SUPPRESSing entry names

KEY The MODIFY operations SUPPRESS and SUPPRESS DATA remove from the list of code entries and data entries respectively nominated entry point names. This can be useful after LINKing or BINDing when it is known that all references to the entry point have been satisfied internally and it is not intended that any other software should have access to it. After the entry point has been SUPPRESSed then the loader will have no knowledge of it at load time so no time will be wasted adding it to the loader tables and there will be fewer entry names to search. Note that when a MODIFY run has been completed, a new object file has been created which reflects the changes requested. If you were to perform SATISFY type operations - whether explicitly in SATISFY REF or SATISFY DATA, or implicitly as in calls of BIND - and SUPPRESS operations in the same MODIFY run, then the order in which these were done would be immaterial since MODIFY still has access to the original file.
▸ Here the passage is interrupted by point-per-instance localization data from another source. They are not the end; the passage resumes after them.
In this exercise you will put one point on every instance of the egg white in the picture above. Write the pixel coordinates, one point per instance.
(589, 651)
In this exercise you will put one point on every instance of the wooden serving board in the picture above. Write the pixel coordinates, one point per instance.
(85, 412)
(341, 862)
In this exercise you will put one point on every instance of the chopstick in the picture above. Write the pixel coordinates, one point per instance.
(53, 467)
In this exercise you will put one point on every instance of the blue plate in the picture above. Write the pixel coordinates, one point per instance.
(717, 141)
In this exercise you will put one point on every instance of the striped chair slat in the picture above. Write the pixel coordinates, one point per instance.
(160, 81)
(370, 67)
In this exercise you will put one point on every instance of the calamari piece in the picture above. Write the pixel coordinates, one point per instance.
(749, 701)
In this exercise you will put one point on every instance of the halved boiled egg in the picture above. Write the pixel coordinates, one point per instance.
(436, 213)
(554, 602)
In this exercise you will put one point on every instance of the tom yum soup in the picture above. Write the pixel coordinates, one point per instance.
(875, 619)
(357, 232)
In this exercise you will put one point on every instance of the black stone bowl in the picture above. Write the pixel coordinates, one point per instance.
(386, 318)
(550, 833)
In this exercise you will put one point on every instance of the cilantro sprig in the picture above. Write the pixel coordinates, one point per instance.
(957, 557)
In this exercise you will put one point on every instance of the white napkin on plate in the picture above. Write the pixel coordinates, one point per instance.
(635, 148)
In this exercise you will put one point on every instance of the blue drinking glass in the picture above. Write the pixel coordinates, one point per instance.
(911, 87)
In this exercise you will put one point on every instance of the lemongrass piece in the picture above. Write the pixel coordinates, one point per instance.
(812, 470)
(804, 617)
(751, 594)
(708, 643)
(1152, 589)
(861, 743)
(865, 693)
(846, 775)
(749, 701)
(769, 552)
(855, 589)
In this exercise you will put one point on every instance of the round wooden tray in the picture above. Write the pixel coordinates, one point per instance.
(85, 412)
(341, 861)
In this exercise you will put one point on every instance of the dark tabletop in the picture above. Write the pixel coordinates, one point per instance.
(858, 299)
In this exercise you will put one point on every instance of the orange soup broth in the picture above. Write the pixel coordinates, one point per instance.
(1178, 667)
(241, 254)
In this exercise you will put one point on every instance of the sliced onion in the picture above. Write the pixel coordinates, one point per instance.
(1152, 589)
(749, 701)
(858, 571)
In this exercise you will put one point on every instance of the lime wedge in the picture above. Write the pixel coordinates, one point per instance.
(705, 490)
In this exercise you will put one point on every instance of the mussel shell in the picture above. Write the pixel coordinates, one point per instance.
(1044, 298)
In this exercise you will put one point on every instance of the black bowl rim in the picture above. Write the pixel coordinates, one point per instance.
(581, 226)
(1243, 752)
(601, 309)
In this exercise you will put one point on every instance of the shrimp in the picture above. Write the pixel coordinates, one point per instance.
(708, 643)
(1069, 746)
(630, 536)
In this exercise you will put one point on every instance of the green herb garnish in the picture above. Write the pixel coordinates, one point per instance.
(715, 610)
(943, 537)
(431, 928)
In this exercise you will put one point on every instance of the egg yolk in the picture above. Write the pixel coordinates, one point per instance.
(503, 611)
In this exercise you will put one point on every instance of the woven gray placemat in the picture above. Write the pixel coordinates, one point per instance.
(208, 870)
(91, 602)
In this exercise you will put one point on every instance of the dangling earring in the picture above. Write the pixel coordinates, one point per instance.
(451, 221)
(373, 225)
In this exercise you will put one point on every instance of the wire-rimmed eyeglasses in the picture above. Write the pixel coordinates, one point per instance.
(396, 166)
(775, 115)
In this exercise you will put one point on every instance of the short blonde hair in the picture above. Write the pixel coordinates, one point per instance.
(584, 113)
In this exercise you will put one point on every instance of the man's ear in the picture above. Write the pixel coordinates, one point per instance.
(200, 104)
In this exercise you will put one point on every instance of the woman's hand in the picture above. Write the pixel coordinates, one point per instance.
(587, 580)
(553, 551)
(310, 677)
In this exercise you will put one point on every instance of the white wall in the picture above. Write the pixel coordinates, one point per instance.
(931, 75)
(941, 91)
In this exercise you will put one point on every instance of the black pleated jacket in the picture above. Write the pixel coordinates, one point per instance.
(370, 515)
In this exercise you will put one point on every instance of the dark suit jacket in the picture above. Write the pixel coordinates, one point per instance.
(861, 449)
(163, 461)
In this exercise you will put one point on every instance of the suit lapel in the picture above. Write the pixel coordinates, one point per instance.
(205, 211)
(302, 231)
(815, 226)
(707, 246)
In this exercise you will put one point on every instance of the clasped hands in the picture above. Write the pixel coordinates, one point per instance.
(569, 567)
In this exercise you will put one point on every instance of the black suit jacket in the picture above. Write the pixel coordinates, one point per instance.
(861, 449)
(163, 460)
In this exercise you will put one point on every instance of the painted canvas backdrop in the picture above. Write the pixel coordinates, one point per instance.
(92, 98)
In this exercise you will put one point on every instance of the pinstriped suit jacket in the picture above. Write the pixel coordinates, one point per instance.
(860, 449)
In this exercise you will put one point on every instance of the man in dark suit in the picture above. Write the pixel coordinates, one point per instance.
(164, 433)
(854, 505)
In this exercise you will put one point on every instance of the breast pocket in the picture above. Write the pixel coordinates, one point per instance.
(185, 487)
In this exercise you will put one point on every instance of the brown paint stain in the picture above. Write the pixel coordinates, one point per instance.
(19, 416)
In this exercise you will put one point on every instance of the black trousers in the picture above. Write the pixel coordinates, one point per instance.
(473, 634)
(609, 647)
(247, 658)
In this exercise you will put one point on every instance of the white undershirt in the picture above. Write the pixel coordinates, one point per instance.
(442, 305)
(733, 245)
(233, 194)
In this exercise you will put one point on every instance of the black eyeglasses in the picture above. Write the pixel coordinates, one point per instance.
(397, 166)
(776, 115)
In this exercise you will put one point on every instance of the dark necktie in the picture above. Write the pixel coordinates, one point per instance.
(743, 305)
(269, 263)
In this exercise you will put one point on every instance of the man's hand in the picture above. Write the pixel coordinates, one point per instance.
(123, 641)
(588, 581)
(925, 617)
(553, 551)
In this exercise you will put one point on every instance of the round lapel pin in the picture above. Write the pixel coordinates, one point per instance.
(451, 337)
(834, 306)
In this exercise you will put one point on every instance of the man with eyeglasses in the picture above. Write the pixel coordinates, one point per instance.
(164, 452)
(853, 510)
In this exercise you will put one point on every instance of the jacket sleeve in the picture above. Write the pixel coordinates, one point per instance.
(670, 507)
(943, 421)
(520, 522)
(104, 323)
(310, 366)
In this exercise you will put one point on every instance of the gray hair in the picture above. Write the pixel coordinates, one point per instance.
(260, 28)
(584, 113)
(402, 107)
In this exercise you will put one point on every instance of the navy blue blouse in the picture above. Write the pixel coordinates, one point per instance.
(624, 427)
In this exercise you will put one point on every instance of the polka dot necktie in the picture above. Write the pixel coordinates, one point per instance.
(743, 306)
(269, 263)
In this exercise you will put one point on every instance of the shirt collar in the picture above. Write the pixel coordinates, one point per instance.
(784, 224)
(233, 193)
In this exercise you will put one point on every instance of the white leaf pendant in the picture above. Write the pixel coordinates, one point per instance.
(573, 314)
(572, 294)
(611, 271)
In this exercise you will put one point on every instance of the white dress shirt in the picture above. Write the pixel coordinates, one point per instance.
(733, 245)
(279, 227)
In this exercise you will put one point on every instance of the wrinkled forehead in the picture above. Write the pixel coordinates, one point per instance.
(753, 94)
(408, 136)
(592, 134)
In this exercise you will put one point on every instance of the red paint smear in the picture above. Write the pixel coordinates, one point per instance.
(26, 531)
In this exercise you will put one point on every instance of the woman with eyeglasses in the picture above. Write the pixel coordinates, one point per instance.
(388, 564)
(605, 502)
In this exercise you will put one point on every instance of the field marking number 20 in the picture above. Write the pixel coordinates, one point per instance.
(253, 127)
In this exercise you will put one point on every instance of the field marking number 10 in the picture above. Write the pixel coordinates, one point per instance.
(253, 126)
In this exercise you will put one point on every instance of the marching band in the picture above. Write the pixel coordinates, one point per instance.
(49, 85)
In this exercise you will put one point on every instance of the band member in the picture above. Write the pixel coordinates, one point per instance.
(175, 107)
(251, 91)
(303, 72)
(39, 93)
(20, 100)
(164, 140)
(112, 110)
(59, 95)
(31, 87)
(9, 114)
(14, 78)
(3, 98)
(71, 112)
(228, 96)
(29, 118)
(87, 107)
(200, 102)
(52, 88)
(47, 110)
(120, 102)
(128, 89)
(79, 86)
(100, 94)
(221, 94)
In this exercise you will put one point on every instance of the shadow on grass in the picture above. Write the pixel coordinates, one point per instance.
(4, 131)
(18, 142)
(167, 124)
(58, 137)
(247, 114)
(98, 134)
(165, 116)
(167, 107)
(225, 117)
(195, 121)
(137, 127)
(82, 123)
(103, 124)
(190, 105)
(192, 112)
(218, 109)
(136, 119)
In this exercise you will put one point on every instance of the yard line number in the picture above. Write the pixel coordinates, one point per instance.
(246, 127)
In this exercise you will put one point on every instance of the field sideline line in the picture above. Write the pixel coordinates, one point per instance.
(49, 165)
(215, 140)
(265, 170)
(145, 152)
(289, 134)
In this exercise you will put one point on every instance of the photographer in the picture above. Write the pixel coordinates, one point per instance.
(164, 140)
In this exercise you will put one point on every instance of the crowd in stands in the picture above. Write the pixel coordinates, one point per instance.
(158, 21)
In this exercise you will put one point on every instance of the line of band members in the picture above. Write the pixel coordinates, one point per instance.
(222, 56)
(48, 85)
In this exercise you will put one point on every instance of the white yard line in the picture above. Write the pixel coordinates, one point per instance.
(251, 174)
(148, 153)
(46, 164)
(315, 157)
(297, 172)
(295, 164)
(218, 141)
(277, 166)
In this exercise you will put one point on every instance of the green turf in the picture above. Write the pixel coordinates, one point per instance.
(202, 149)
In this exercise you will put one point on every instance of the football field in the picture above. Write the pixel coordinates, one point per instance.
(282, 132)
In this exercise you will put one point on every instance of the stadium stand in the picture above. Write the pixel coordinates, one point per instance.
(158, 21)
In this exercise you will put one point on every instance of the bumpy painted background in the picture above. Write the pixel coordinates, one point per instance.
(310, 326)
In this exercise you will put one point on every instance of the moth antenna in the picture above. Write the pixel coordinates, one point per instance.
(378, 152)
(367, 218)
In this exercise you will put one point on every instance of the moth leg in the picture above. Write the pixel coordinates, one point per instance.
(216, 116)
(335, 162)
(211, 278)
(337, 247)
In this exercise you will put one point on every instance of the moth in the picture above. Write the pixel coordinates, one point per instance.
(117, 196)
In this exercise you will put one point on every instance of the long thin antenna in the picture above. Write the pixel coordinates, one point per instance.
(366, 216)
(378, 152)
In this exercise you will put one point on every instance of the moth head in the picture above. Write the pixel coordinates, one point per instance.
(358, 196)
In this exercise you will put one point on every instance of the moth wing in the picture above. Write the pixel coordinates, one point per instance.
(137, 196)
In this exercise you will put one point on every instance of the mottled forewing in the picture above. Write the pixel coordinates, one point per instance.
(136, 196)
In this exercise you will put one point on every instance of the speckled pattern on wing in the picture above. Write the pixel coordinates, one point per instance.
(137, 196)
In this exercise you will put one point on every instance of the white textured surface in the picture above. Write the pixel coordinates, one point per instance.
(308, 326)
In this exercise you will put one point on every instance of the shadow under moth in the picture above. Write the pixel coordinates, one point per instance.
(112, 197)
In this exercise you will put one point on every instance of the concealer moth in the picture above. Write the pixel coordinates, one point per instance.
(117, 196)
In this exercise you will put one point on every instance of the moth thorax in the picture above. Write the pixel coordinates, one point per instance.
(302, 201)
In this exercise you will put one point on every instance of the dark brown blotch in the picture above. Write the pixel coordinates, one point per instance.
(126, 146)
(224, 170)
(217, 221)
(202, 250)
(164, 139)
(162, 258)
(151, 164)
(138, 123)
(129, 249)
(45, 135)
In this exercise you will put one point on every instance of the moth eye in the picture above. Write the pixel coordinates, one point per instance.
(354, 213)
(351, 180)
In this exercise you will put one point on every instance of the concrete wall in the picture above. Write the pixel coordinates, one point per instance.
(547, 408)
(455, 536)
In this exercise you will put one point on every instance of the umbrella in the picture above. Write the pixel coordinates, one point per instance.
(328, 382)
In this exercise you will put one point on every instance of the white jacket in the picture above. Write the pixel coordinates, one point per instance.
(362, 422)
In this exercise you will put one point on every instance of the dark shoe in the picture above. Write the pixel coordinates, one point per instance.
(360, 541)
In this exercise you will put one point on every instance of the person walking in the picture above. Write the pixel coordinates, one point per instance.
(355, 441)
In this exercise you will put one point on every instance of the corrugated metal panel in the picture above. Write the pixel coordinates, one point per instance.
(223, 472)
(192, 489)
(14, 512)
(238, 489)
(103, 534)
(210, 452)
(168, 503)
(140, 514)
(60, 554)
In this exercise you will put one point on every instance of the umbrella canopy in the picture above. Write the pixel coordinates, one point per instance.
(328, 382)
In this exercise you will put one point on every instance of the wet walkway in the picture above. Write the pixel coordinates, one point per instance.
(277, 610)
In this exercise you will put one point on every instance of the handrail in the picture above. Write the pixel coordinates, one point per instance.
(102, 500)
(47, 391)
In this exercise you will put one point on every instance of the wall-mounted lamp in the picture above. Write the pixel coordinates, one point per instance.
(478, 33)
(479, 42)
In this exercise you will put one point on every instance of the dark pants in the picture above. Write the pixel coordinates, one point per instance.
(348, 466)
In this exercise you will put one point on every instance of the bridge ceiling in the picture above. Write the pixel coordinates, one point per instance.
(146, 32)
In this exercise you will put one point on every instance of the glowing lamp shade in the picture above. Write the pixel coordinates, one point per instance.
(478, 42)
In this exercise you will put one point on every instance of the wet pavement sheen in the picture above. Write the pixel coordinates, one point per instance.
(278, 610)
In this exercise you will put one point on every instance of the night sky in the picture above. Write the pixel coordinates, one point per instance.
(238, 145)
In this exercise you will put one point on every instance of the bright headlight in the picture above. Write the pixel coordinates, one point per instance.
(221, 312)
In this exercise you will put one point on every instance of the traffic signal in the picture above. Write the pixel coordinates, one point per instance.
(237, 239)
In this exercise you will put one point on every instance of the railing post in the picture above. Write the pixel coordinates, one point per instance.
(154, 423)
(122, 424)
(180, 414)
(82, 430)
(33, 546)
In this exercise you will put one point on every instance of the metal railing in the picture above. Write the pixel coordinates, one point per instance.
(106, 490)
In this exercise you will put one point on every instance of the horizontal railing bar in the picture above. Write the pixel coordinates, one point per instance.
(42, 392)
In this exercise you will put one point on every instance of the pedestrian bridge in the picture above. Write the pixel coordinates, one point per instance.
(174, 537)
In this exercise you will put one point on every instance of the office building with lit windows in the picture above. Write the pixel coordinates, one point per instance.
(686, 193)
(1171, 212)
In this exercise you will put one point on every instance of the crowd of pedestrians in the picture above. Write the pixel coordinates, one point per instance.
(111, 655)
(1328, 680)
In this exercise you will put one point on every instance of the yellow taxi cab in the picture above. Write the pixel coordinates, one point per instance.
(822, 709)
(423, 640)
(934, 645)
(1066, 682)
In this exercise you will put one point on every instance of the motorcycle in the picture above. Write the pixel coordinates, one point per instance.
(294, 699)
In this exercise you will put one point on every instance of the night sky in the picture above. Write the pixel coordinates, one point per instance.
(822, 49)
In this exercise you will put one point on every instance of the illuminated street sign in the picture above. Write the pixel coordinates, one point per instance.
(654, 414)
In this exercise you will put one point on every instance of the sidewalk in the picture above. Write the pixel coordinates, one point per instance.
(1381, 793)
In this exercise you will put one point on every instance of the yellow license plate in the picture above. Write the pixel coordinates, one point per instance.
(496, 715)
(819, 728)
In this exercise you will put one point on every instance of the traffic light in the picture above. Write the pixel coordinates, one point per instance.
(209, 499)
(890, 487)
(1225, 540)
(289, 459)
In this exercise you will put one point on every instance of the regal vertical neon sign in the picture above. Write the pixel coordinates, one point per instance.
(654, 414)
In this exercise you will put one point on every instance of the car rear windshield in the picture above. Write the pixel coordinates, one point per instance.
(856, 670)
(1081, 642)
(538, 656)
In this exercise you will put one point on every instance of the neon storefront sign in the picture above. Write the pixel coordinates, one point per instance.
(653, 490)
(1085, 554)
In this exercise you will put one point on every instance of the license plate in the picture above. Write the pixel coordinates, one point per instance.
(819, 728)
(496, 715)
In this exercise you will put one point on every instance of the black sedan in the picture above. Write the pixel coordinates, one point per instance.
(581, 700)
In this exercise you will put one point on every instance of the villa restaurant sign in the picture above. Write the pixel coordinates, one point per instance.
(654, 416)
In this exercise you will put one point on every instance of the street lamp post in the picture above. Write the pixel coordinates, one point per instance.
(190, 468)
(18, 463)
However, if in one run you SUPPRESSed a particular entry then in a subsequent run you would not be able to use it to SATISFY any internal references. This situation might arise if, for instance, you were linking in new modules to an existing object file which contained references to an entry previously SUPPRESSed. Of course, you might wish to do the opposite and ensure that a given reference is satisfied externally and not internally. In such cases the entry should be SUPPRESSed as soon as possible, taking care not to call an explicit or implicit SATISFY operation in the same run. This offers another route to the testing of a new version of a routine without recompiling everything, (See 4. above), although in this case the MODIFY should be done on a copy of the master object file as an entry once SUPPRESSed cannot be un-SUPPRESSed by another call of MODIFY.